The appellant did not discharge that burden of proof.  See this Court’s decision  in  MOHAMMED  ALI  &  ANOTHER  v  SAGOO  RADIATORSLIMITED[2013] eKLR.

47.  Even in cases where the defendant does not adduce any evidence and only formal proof is done, the plaintiff must still prove a claim of special damages to the acceptable standard of proof.

48.  In RATCLIFFE v EVANS (1892) 2QB 524, Bowen LJ said at pages

532& 533:

“The character of the acts themselves which produce the damage, and the circumstances under which these acts are done, must regulate the degree of certainty and particularity with which the damage done ought to be stated and proved. As much certainty and particularity must be insisted on, both in pleading and proof of damage, as is reasonable, having regard to the circumstances and to the nature of the acts themselves by which damage is done. To insist upon less would be to relax and old and intelligible principles. To insist upon more would be vain pedantry”.

49. The appellant failed to prove that the alleged departure of her tenants was caused by disconnection of power supply since a number of them had moved out long before the disconnection; also failed to prove the amount of rent that she was collecting; and actual loss of the same as a result of disconnection of the power supply.
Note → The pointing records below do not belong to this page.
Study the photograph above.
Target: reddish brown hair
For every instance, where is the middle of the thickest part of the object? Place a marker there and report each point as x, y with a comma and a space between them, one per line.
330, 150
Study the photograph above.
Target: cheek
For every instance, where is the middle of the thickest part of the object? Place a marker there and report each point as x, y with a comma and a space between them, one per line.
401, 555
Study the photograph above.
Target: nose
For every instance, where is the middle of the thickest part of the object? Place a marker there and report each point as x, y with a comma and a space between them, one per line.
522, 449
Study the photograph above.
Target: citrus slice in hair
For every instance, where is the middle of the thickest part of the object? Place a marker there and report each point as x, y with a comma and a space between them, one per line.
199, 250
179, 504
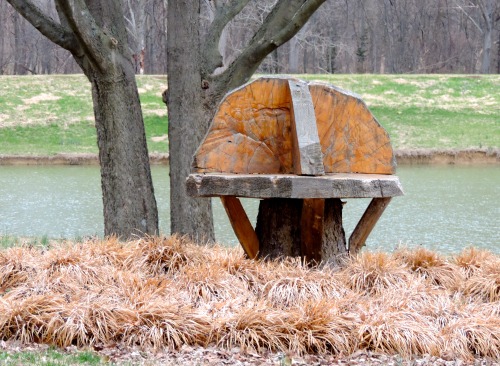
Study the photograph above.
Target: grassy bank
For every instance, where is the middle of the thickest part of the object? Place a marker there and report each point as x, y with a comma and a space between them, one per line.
46, 115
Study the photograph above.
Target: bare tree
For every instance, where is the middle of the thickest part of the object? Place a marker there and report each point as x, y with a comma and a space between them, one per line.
95, 34
195, 88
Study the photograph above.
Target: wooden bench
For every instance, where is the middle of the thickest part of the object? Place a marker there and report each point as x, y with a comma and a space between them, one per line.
299, 147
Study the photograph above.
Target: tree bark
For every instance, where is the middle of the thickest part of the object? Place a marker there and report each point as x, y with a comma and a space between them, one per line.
195, 89
279, 229
94, 32
188, 118
127, 188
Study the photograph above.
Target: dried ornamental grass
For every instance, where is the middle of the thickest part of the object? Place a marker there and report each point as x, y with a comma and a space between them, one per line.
399, 332
472, 336
471, 259
372, 273
158, 293
484, 283
431, 266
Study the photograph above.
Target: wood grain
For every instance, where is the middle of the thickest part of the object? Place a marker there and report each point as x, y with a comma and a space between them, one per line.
312, 221
351, 138
252, 132
337, 185
306, 148
241, 225
367, 223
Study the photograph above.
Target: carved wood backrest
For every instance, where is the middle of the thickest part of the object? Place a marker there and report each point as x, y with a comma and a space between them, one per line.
281, 125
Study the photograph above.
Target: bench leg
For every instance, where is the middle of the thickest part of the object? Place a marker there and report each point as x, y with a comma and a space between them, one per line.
241, 225
367, 223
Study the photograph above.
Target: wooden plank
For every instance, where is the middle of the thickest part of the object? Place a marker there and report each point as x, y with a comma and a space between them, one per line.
312, 221
351, 138
306, 148
339, 185
251, 132
241, 225
367, 223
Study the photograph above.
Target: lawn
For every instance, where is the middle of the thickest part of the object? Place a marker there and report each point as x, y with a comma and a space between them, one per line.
46, 115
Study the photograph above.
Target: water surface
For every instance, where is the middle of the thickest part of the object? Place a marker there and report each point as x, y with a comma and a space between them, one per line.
445, 208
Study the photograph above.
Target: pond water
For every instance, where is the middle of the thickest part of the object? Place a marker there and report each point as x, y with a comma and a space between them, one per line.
445, 208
50. For the foregoing reasons, this appeal must fail and it is so ordered. Each party shall bear their own costs of the appeal as well as costs of the lower courts’ proceedings.

Dated and Delivered at Nairobi this 23rdday of June, 2017.

D.K. MUSINGA

…………….…………

JUDGE OF APPEAL

S. GATEMBU KAIRU, FCIrb

…………………………………

JUDGE OF APPEAL

A.K. MURGOR

………………………

JUDGE OF APPEAL

I certify that this is a true copy of the original.